Assumption Direction
Long hold (10y+) with cap-rate stability Income return dominates total return
Short hold (3-5y) with cap-rate compression Exit-cap gain dominates total return
Long hold with cap-rate widening Income return offsets exit-cap loss
Short hold with cap-rate widening Exit-cap loss dominates; potentially negative levered IRR

In a normalising-rate environment, prudent underwriting assumes exit-cap modestly wider than going-in cap (e.g. +25-50bp). This dampens forecast IRR and is a discipline-test for fund underwriting quality.

JREI Appraisal Methodology Overlap

JREI appraisal methodology uses many of the same inputs as private-fund underwriting, but with critical differences:

Field JREI appraisal Private-fund underwriting
Cap-rate input Market-survey based; JREI Real Estate Investor Survey ranges Transaction-based; deal-comp anchored
Growth assumption Typically conservative; modest real-rent growth Strategy-specific; value-add assumes business-plan rent uplift
Capex assumption Reserve-based; long-term-average rate Strategy-specific; renovation / repositioning capex
Hold period (DCF) Typically 10 years Strategy-specific (3-7y core+; 5-10y value-add)
Reconciliation Mandatory across income / comparison / cost approaches Single income-approach DCF often dominates
Independence Statutory licensed-appraiser independence Manager-self-underwritten

J-REIT NAV is built from JREI-anchored appraised values; the appraisal lag (2-4 quarter refresh cycle) is the structural reason traded J-REIT price-to-NAV moves faster than appraisal-NAV.

Cap Rate vs Discount Rate (Critical Distinction)

Concept Definition
Cap rate NOI / price; first-year yield; static measure
Discount rate Required total return; risk-free + risk premium − growth

The relationship: Cap rate ≈ Discount rate − Expected NOI growth.

A 3.5% cap rate with 1.0% expected NOI growth implies a ~4.5% discount rate.
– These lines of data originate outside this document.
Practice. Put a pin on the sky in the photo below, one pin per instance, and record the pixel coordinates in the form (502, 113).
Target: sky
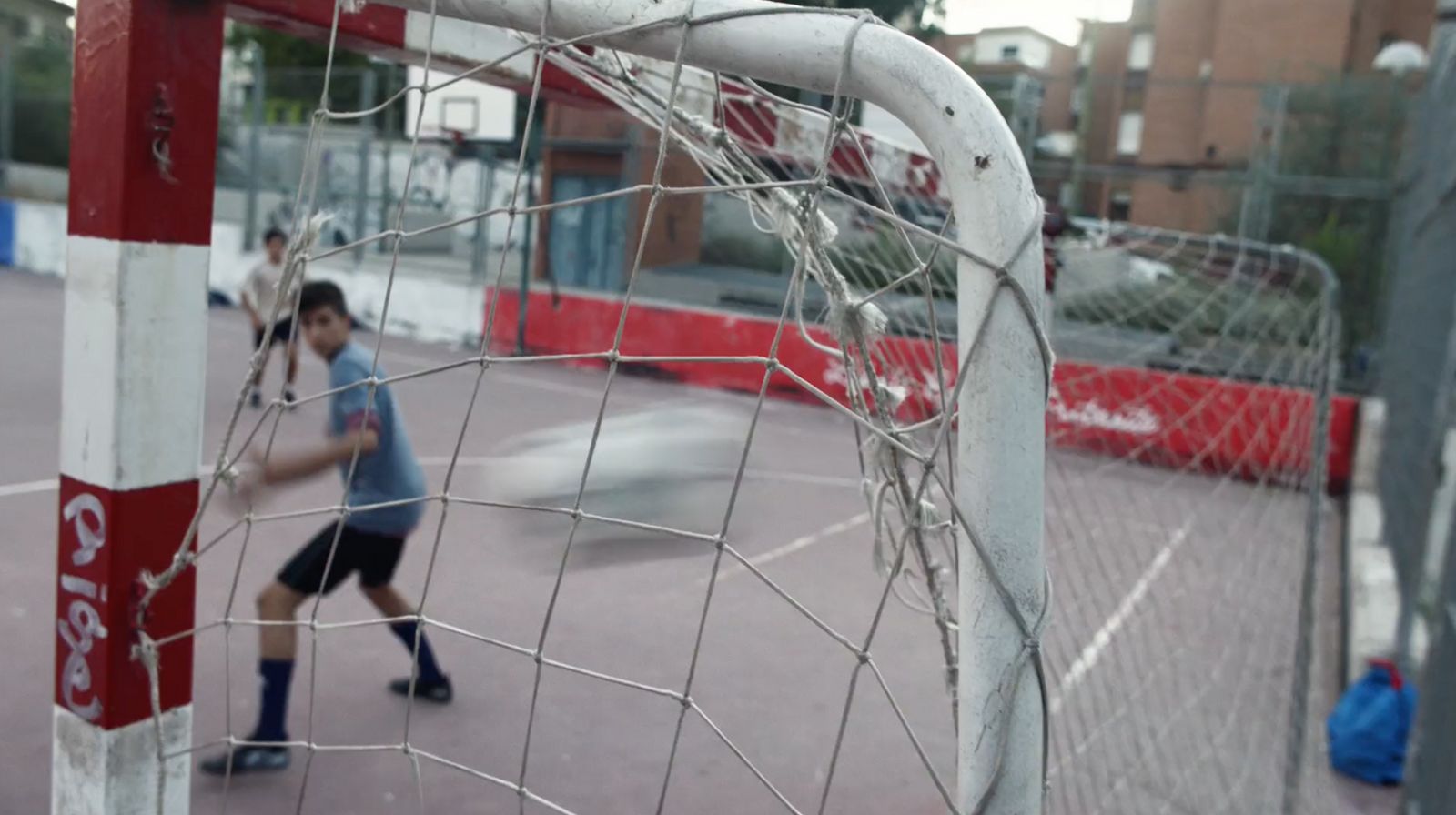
(1056, 18)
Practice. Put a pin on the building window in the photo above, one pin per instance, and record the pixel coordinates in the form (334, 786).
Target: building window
(1128, 133)
(1140, 51)
(1120, 207)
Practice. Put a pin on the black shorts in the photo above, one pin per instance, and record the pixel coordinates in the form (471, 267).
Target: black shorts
(283, 332)
(371, 555)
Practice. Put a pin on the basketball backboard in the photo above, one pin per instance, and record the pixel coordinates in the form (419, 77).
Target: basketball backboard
(475, 109)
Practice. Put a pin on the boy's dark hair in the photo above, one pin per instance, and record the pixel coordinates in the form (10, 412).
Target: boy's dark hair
(322, 295)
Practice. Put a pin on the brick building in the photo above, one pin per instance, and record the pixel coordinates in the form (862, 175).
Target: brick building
(1176, 91)
(1004, 53)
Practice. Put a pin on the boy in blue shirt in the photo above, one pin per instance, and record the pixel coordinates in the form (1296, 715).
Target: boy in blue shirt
(370, 540)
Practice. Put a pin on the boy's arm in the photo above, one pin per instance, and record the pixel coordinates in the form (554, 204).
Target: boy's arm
(281, 469)
(248, 300)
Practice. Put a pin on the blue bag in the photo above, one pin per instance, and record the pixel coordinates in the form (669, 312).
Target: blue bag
(1370, 724)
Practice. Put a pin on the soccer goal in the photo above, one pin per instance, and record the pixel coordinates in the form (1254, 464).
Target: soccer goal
(746, 673)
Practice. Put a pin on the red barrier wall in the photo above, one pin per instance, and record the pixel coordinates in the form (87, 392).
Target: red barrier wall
(1161, 418)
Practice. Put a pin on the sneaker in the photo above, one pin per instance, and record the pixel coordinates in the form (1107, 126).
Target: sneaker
(439, 693)
(249, 759)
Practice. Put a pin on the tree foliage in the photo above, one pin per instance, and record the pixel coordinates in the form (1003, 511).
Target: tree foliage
(41, 118)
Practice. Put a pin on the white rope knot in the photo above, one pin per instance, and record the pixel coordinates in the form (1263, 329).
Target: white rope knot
(854, 322)
(890, 395)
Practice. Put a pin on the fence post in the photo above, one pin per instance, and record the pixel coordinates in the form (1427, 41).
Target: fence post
(484, 189)
(1419, 363)
(368, 92)
(526, 255)
(1314, 531)
(6, 111)
(255, 126)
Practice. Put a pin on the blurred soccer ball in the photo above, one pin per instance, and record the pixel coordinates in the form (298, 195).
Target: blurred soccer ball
(669, 468)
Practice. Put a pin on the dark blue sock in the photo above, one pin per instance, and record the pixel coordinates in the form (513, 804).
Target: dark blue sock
(273, 717)
(429, 669)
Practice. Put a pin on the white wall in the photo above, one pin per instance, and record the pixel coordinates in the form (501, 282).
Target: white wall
(427, 307)
(1031, 50)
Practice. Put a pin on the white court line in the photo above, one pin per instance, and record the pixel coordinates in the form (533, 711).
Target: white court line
(791, 548)
(1103, 638)
(25, 488)
(497, 371)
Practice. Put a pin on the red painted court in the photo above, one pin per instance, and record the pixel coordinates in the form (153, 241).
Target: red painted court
(1168, 669)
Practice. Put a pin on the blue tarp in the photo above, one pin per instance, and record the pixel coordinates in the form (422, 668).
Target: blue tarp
(1370, 725)
(6, 232)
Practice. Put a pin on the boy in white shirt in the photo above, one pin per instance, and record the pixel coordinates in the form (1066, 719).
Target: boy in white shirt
(259, 296)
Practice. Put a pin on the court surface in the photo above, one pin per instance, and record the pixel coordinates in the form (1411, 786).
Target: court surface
(1169, 649)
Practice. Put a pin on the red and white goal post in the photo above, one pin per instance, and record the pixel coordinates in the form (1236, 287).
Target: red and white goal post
(143, 143)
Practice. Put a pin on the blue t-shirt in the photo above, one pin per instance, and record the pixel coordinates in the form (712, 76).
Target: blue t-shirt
(389, 473)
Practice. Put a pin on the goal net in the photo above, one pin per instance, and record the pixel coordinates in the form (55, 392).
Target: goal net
(662, 600)
(689, 600)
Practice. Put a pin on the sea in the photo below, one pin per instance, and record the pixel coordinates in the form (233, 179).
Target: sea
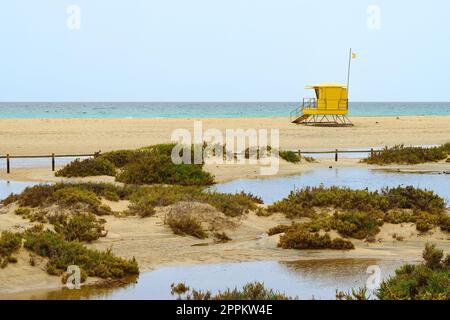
(130, 110)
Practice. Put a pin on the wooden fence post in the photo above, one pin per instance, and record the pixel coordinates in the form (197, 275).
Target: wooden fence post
(7, 164)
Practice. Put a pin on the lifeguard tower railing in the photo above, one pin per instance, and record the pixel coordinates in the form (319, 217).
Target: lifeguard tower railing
(311, 104)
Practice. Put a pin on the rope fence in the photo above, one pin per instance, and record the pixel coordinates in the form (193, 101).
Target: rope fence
(53, 156)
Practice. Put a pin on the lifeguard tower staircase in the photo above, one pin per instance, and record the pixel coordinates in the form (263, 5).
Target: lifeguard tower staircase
(328, 108)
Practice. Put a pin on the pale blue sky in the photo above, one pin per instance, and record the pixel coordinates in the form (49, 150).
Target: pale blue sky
(222, 50)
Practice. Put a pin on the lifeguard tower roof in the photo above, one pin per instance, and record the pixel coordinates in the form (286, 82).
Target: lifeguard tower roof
(325, 85)
(328, 107)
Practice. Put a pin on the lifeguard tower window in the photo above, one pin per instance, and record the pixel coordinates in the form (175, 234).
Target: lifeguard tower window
(329, 107)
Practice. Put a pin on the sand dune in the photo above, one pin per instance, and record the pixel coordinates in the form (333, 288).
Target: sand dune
(44, 136)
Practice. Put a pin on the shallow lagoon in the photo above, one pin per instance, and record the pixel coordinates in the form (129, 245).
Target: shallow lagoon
(271, 190)
(304, 279)
(317, 279)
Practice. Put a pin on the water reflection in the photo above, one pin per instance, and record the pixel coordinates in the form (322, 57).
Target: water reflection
(274, 189)
(317, 279)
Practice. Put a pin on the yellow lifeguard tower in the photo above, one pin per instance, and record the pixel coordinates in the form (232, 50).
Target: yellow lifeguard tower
(329, 107)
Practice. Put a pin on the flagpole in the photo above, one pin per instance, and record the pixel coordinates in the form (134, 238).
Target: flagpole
(348, 74)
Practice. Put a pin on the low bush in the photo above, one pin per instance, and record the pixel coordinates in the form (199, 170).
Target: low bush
(156, 168)
(300, 203)
(300, 239)
(72, 196)
(290, 156)
(23, 211)
(397, 217)
(97, 166)
(358, 225)
(34, 196)
(281, 228)
(62, 253)
(408, 155)
(9, 244)
(427, 281)
(161, 196)
(185, 225)
(231, 205)
(221, 237)
(250, 291)
(143, 208)
(263, 212)
(120, 158)
(445, 223)
(80, 227)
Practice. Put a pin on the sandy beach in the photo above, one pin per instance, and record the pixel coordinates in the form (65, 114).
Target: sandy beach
(149, 240)
(154, 245)
(62, 136)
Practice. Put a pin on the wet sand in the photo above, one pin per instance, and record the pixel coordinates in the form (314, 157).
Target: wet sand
(66, 136)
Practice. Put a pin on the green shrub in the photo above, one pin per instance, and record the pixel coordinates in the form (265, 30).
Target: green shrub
(120, 158)
(143, 208)
(186, 225)
(359, 294)
(445, 223)
(9, 244)
(408, 155)
(432, 256)
(111, 196)
(161, 196)
(281, 228)
(397, 217)
(308, 159)
(80, 227)
(290, 156)
(97, 166)
(231, 205)
(358, 225)
(300, 239)
(157, 168)
(427, 281)
(72, 196)
(23, 211)
(300, 203)
(263, 212)
(250, 291)
(109, 191)
(36, 196)
(62, 253)
(221, 237)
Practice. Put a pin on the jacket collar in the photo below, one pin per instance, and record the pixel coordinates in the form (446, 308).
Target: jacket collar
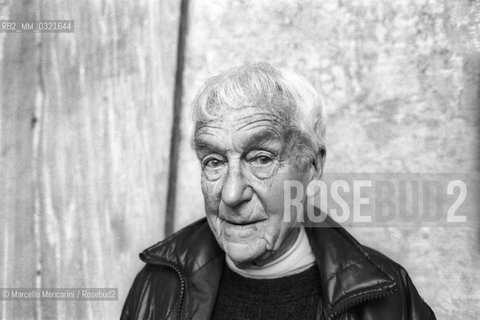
(348, 273)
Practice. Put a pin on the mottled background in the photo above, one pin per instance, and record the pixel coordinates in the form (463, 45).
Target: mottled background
(86, 124)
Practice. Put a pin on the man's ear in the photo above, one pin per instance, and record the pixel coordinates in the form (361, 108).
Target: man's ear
(319, 161)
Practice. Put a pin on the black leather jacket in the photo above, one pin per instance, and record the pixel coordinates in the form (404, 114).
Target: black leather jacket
(182, 275)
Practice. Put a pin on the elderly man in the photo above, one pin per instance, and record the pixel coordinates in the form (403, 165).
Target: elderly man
(257, 127)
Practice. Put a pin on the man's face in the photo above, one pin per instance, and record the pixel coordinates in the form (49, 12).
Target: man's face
(245, 161)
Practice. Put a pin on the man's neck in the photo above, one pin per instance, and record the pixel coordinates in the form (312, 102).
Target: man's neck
(297, 258)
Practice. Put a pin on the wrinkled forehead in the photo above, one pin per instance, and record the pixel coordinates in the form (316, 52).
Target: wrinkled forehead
(244, 121)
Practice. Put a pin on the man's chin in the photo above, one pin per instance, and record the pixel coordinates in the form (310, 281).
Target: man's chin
(241, 254)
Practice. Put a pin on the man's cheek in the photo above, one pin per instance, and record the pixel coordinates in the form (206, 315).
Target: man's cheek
(211, 194)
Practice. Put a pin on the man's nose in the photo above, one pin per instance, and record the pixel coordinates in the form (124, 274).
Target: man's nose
(235, 189)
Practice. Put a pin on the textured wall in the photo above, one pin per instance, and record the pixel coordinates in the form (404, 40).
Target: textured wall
(401, 81)
(85, 122)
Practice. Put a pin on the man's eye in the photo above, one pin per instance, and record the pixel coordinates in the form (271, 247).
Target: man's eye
(212, 163)
(261, 161)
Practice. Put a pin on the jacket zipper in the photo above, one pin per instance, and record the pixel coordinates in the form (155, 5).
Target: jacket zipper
(182, 282)
(367, 297)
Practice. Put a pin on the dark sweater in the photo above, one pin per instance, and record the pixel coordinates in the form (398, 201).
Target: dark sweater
(292, 297)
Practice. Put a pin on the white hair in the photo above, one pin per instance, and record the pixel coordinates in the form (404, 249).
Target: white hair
(261, 85)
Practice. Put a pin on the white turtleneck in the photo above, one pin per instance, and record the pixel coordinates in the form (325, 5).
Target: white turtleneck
(297, 259)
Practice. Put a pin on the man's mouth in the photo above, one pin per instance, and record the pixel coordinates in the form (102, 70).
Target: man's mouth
(242, 223)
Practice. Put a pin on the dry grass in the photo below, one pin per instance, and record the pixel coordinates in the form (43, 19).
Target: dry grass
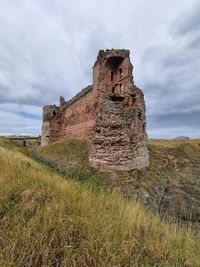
(47, 221)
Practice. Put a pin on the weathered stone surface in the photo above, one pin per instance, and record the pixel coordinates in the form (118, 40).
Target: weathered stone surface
(111, 113)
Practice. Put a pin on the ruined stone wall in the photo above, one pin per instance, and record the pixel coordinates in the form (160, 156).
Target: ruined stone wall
(110, 113)
(75, 120)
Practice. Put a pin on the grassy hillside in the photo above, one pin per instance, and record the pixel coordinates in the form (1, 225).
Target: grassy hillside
(48, 221)
(170, 186)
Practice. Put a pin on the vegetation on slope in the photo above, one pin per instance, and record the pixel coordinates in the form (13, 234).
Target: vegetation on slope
(48, 221)
(170, 186)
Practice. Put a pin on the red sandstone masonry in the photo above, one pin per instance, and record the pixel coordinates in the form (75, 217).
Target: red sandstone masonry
(111, 113)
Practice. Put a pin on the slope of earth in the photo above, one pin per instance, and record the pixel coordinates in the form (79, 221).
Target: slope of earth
(48, 221)
(170, 186)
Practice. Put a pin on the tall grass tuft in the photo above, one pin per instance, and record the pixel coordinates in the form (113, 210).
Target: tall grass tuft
(48, 221)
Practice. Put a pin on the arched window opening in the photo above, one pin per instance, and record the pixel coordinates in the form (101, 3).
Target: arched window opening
(111, 76)
(120, 73)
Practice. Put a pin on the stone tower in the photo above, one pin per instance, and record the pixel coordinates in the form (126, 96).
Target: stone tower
(110, 113)
(120, 139)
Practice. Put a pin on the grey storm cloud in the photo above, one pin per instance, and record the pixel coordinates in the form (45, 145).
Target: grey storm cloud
(48, 48)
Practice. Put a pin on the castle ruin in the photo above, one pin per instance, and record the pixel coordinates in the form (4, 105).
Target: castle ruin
(110, 113)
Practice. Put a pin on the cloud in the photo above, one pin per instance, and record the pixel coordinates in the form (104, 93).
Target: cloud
(48, 49)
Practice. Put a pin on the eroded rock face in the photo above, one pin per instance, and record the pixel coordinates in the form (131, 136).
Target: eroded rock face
(119, 141)
(111, 113)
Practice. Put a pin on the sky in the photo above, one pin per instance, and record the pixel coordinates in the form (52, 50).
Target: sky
(48, 48)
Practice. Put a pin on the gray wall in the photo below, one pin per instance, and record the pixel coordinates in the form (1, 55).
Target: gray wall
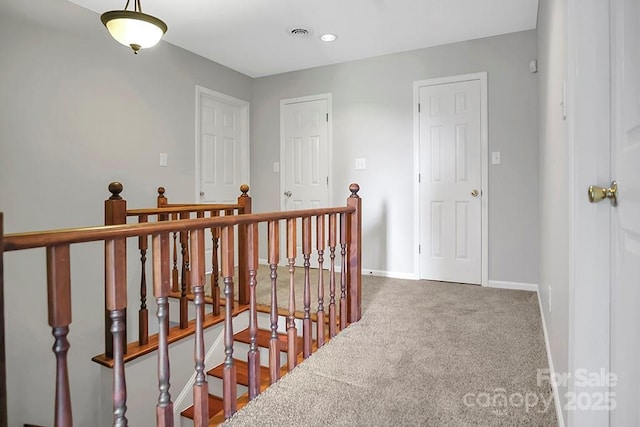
(554, 161)
(78, 110)
(373, 118)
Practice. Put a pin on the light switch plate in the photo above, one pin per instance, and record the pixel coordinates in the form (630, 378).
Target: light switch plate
(495, 158)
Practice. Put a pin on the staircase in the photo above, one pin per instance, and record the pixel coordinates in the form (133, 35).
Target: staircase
(241, 346)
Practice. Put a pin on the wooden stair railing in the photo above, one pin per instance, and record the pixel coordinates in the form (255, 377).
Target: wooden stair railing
(116, 213)
(57, 242)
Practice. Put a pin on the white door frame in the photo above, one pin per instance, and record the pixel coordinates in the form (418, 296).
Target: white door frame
(589, 137)
(283, 102)
(244, 132)
(484, 142)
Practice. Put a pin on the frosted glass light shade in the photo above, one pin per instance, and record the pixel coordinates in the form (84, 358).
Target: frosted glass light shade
(134, 29)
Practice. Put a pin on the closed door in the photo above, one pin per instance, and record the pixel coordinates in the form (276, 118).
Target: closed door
(625, 295)
(222, 147)
(222, 150)
(450, 182)
(305, 149)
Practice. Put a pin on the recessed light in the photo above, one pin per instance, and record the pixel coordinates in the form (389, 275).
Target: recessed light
(328, 37)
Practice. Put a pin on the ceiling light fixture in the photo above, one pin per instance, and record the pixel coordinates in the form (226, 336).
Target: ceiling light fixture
(328, 37)
(133, 28)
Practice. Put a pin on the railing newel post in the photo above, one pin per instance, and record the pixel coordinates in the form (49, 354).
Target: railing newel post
(354, 251)
(115, 213)
(244, 203)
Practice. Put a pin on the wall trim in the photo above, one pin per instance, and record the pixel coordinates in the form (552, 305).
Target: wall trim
(554, 386)
(513, 285)
(389, 274)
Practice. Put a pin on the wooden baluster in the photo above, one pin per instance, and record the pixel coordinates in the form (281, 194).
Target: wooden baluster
(343, 272)
(200, 386)
(274, 259)
(253, 356)
(355, 255)
(59, 293)
(306, 253)
(115, 212)
(229, 212)
(320, 248)
(215, 267)
(332, 276)
(184, 301)
(229, 385)
(161, 290)
(292, 332)
(175, 276)
(244, 201)
(143, 313)
(3, 360)
(116, 299)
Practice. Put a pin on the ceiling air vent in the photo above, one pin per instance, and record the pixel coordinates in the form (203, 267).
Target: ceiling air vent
(299, 32)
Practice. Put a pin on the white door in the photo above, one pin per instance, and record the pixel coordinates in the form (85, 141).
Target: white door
(450, 136)
(222, 150)
(304, 155)
(625, 308)
(222, 147)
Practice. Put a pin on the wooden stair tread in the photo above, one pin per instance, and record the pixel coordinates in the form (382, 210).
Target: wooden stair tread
(215, 405)
(242, 372)
(263, 337)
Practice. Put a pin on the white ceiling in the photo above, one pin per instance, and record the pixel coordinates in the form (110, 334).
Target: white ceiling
(251, 36)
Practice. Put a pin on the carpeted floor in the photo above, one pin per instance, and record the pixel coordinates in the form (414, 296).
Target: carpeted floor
(424, 353)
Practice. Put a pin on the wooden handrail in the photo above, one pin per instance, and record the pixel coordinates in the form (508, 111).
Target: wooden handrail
(344, 234)
(41, 239)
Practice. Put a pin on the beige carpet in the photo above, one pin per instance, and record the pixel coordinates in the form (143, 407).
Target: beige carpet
(424, 353)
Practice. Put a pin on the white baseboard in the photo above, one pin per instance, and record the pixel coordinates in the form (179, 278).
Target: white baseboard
(554, 387)
(389, 274)
(513, 285)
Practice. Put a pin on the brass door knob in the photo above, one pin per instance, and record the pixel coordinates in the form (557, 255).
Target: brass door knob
(597, 194)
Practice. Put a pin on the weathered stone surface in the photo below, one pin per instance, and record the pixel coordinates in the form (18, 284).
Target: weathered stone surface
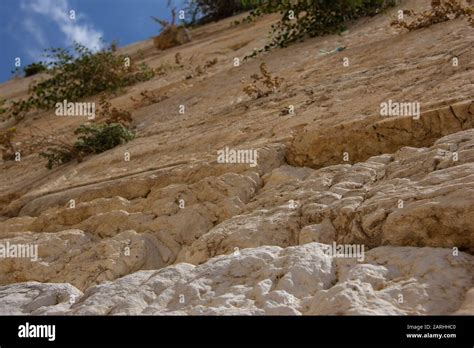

Equating cap rate to discount rate (a common shorthand) only holds in a zero-growth steady state. See cost of capital Japan 2026 reference for the discount-rate construction.

Sources

  • JREI (Japan Real Estate Institute): Real Estate Investor Survey (semi-annual cap-rate publication).
  • ARES (Association for Real Estate Securitization): J-REIT data and survey publications.
  • J-REIT.jp: market portal and educational materials.
  • MLIT: 不動産鑑定評価基準 (Real Estate Appraisal Standards) framework.
  • JPX: REIT segment data and disclosure framework.
  • BoJ: macro and rate data for risk-free reference.
  • Damodaran: real-estate-valuation methodology reference for unlevered / levered IRR mechanics.